OutRun 2019: Radica Plug n Play
Yet again I found a Radica Plug n Play system, but this one is different in 2 respects. Firstly this one is a dedicated system, as it only has OutRun 2019 built in, as where the previous two had six games each. Secondly, and most notably, instead of a normal Genesis controller this one offers a pseudo steering wheel.
Now I said pseudo steering wheel because from the look and feel of it one may assume the wheel is analog, but once I took the controller apart I found it only has 2 contact points, making essentially a two direction D-Pad. Another issue with the controller is that in the heat of racing and trying to keep your car on the track, the wheel portion feels weak and I often found myself letting off to avoid breaking the controller, leading my car off track and losing valuable time. However, you don’t need to use the wheel part to steer as you can use the D-pad on the face of the controller, but its too cramped to be comfortable, let alone any real use, subconsciously forcing your hand back to the wheel.

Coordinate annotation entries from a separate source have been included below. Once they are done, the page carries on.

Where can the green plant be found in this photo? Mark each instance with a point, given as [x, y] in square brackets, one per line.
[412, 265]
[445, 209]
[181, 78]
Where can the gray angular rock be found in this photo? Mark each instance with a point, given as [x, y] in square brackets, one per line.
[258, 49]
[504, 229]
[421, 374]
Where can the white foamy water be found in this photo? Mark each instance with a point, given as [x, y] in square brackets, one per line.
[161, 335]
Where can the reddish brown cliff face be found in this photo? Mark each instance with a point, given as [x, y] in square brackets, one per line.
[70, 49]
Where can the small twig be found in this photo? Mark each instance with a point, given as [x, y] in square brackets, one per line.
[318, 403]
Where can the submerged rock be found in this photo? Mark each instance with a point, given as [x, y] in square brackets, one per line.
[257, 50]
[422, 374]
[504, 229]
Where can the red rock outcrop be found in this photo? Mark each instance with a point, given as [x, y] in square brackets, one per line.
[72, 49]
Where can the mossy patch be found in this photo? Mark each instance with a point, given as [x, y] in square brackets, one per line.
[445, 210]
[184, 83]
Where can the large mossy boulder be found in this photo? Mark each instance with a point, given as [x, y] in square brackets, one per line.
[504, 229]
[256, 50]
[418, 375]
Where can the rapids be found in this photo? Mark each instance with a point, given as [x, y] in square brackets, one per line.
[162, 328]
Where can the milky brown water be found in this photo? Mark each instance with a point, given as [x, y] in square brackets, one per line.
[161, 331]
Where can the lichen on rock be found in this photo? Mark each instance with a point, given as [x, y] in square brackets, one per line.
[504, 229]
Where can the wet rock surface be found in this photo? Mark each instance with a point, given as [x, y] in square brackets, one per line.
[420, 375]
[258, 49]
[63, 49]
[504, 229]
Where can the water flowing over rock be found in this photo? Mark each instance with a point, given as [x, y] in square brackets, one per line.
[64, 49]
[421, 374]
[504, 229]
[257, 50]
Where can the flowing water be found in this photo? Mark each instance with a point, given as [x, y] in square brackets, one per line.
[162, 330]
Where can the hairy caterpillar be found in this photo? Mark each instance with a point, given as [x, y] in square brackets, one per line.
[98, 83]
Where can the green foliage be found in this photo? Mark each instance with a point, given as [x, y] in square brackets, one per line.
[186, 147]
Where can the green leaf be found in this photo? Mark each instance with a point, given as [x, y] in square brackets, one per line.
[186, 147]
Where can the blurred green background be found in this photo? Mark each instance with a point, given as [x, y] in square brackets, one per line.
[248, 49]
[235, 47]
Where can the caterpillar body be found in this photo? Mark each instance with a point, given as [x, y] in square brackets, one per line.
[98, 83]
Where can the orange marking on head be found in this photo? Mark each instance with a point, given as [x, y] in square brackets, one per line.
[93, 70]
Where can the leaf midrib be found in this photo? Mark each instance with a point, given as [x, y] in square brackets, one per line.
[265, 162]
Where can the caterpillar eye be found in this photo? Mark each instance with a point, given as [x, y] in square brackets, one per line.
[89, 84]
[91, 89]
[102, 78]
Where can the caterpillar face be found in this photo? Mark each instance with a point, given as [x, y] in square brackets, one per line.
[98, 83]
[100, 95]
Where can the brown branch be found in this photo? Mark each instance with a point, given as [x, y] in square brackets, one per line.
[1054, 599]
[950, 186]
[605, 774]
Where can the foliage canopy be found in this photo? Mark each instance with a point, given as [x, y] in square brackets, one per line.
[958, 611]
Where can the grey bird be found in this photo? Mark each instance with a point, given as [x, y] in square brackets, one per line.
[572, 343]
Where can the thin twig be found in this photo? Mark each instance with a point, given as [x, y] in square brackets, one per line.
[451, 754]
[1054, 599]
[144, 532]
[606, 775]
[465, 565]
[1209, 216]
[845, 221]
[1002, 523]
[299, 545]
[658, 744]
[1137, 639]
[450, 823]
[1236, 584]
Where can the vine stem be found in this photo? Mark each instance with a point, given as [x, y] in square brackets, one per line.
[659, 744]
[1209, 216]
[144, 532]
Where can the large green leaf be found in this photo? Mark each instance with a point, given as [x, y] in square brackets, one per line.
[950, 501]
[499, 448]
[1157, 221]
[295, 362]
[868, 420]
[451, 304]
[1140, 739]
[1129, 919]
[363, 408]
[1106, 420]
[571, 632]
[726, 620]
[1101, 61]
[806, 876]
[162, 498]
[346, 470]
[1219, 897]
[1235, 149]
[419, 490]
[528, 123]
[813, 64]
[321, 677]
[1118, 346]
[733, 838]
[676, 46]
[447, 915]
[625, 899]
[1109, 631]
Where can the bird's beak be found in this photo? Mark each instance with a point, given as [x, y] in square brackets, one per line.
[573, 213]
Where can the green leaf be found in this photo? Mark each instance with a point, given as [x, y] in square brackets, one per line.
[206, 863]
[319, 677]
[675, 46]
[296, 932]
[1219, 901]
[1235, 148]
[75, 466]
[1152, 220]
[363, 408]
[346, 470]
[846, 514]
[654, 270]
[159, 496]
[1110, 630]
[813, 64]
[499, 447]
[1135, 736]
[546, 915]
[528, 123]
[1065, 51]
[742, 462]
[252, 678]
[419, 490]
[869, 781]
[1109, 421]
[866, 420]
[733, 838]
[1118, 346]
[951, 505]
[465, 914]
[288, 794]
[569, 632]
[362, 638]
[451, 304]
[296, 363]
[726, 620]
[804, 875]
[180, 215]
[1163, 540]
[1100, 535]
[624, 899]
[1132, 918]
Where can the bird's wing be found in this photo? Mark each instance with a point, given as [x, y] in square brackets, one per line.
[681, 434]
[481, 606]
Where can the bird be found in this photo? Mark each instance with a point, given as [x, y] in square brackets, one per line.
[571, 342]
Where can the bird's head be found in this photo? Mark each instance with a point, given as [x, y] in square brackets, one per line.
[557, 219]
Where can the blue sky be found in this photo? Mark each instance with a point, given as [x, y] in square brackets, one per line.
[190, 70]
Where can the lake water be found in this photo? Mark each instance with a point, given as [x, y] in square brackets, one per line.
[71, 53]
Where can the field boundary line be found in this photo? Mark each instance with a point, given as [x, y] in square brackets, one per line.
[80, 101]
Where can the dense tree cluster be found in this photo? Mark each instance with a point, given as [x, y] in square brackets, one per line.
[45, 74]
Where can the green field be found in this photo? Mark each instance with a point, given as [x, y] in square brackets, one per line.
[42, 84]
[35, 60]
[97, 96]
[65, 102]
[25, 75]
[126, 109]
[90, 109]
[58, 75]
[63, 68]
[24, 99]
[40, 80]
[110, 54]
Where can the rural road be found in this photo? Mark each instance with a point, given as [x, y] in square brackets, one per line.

Stepping away from the controller and onto the game, OutRun 2019 is a fun game, albeit a bit removed from the rest of the series. OutRun 2019 was developed by a completely different company, but still published by Sega. Despite that you can expect pretty much the same experience as any other OutRun game.
OutRun 2019 is, obviously trying to be, a futuristic version of OutRun, in which you race through the course trying to beat the clock. My only problem with this is that the cars look slightly futuristic but the tracks and environments all seem to be modern day. Other than this slight oversight, again, the game plays just as the same as any other OutRun.
You still pick which direction you want to go to complete the course, but this time there are roads with two tiers, causing you to be more cautious as to not fly off the track. Also something new is if you max out your speed for a certain period of time you will receive an automatic turbo boost. This is pretty neat, but usually speeds the car up too much causing me to let off the gas within seconds to take a turn, really rendering this feature useless.
I have noticed OutRun 2019 seems to be a bit more forgiving in the wrecking department. Almost anything in OutRun that would send your car flying off the track, causing you to wait for it to recover, seem to merely cause your car in OutRun 2019 to spin around, quickly recovering and back on track with minimal interruption. Although the game handles much the same as OutRun, I can’t really connect with it as much as I do the other games in the series I’ve played.